The Task-specific Focal Dystonia that shooters call a "flinch" is a 2 part event (though occurring almost instantaneously):
1st is the "trigger freeze" (which may not be perceived by the flincher) from involuntary and dysfunctional contraction of opposing small muscles in the hand and forearm, followed by
2nd an entertaining variety of bodily reactions; lunging, jerking, stumbling toward the trap house, etc. involving large muscles.

The reason we can't pull a pull trigger is because the extensor muscles (Extensor indicis and Extensor pollicis longus) are contracting rather than relaxing, and the flexor muscle (Flexor digitorum profundus) will not contract (that's the short version and ignores the contribution of the Lumbricals and Interossei).

Recoil clearly contributes to flinching, but there is no recoil in putting or throwing a dart, and people still "yip" or have "dartitis"

Almost all of us push our bodies forward with recoil (obvious when we have a dud), but that is recoil compensation, not a flinch.

Recoil/noise avoidance flinching before the shot (ducking the head, closing the eyes, being unable to pull the trigger without jerking) is a physiologic conditioned response to an unpleasant stimulus, is not a task-specific focal dystonia, and one can become accustom to the stimulus, and the response thereto attenuated.

BTW: I've come to understand that my trigger freeze and flinch trying to click my mouse (which BTW doesn't bite) is a visual flinch; if I'm not precise in placing the cursor arrow exactly where it needs to be, I flinch.

The dystonia in throwing a baseball is failure to relax the muscles ie. inability to "let go"; the opposite of a shooter's "trigger freeze".
https://d1softball.com/throwing-ope...cher-sydney-collazos-destigmatizes-yips/

Releasing a release trigger is not a passive action; the extensor muscle must contract.
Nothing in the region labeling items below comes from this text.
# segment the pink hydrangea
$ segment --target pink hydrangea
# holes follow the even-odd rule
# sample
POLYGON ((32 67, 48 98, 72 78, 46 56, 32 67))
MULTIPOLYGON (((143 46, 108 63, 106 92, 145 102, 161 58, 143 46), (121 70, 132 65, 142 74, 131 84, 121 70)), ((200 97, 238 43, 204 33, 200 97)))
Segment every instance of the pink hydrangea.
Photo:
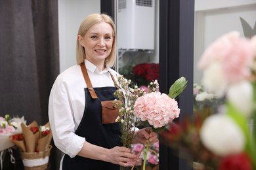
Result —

Releasing an arrow from a long bow requires contraction of that same extensor muscle. Archers still have "target panic"; and some release trigger users still flinch.

Moving the gun before the target appears has been called "forecasting the target" and is purposeful, rather than an involuntary dystonia.

What a flinch most certainly is not is ALL anything; recoil fear, focus, vision, grip, slapping vs. pulling, trigger pull, gun fit, performance stress, hold point or anything else, for everybody. And claiming "it's 95%" anything is simply wrong, and not helpful. LOTS of things contribute to the dystonia, and many of us have found effective ways to suppress our flinching without a release (for me dealing with my cross-firing, firmly gripping the gun, intense focus, and low recoil loads) but as said over and over, usually a release will work (but often requiring dealing with vision issues also), and we don't know why.

Anyone claiming to understand focal dystonia, and who demonstrates a cure thereof will very quickly be a gazillionaire. The big money is in professional golfers with "the yips", but maybe the secret will trickle down to us flinchers.

Fortunately, a release trigger CAN be a cure, but may not be for everyone. And adjustments in ribs, hold points, target focus points, and vision training may indeed help visual flinches.